With the overwhelming abundance of outstanding mortgage debt, interest rates must be increased for renewals, costing Canadians an estimated $8-billion compared to the current climate. To put it into better perspective, Mr. Mendes explains this as “half a percentage point of disposable income”.

As for other consumer credit, $600-billion outstanding will also cost Canadians a tremendous amount of money when rates reset. According to Mendes, when restrictions were put in place to put a halt on the housing markets and to prevent credit from implosion, this was the desired result for policymakers in Ottawa, B.C., and Ontario.

As a result of those policies, the idea was to pivot and focus on business investment and exports. Unfortunately, this has not come to fruition of yet and if there’s a lack of business investment, exports will fail to drive economic growth as well.

“Last quarter’s export surge was nothing more than a flash in the pan, in part due to U.S. buyers front-running their own country’s tariffs,” says Mendes. Plus, our neighbours south of the border have their own economic issues to deal with.

Interestingly enough, the central bank’s rate hikes might not be coming as fast and furious as projected by most economists. Mendes forecasts an economic growth of 1.8 per cent in 2019, and just 1.3 per cent in 2020 throughout Canada, with a potential to substantially slow down hikes.
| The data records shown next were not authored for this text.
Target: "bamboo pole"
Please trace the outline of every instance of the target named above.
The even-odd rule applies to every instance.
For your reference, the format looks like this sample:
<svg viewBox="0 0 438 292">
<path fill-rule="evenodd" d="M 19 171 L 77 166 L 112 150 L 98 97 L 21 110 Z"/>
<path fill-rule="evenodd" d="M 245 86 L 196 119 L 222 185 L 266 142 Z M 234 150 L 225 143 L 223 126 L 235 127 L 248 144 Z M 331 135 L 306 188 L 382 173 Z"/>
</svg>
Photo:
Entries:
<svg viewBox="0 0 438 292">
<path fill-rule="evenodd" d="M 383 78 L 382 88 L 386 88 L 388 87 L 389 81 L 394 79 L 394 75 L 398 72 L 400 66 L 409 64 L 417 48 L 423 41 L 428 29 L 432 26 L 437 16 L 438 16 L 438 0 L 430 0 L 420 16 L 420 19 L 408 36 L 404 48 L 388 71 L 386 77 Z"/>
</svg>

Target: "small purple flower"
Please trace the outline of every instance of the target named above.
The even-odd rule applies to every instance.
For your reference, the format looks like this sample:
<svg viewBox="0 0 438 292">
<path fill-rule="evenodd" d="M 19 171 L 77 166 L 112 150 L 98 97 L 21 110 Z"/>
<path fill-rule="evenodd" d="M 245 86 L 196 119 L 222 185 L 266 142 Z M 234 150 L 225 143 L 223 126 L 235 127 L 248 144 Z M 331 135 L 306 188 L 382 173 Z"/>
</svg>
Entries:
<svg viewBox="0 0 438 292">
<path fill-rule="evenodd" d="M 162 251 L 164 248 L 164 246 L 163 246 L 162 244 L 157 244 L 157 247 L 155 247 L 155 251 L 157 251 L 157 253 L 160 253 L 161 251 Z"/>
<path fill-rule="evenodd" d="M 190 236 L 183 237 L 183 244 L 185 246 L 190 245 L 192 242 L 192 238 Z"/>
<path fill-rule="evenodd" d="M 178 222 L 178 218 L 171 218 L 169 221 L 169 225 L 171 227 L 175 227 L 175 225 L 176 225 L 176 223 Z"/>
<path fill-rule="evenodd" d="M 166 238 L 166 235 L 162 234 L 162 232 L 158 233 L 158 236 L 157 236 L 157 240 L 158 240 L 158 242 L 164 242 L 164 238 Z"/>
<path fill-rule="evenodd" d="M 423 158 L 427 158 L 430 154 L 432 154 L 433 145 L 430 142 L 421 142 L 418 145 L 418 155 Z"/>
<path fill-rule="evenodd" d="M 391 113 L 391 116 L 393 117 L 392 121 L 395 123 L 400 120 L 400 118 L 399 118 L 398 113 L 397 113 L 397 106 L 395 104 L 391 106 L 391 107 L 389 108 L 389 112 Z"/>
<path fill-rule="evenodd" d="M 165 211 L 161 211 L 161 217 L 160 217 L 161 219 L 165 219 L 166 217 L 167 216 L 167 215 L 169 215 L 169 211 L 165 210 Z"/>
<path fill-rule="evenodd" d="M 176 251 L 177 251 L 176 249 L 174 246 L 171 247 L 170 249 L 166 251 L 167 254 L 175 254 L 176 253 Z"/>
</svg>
The cost of housing is already unaffordable for the populations of Toronto and Vancouver, and they’ve only become more unattainable in the second quarter, as shown in the National Bank Financial’s most recent study. The median home price in Toronto was an astronomical $838,000 during the quarter—meaning 100 months of saving for a down payment and account for approximately 68 per cent of income. This price is actually down from the previous year, given the regulations placed upon the real estate market.

The $1-million-plus median in Vancouver is more extravagant than Toronto, and up from a year earlier. Vancouver homes need over 336 months of saving for a down payment—80 per cent of income.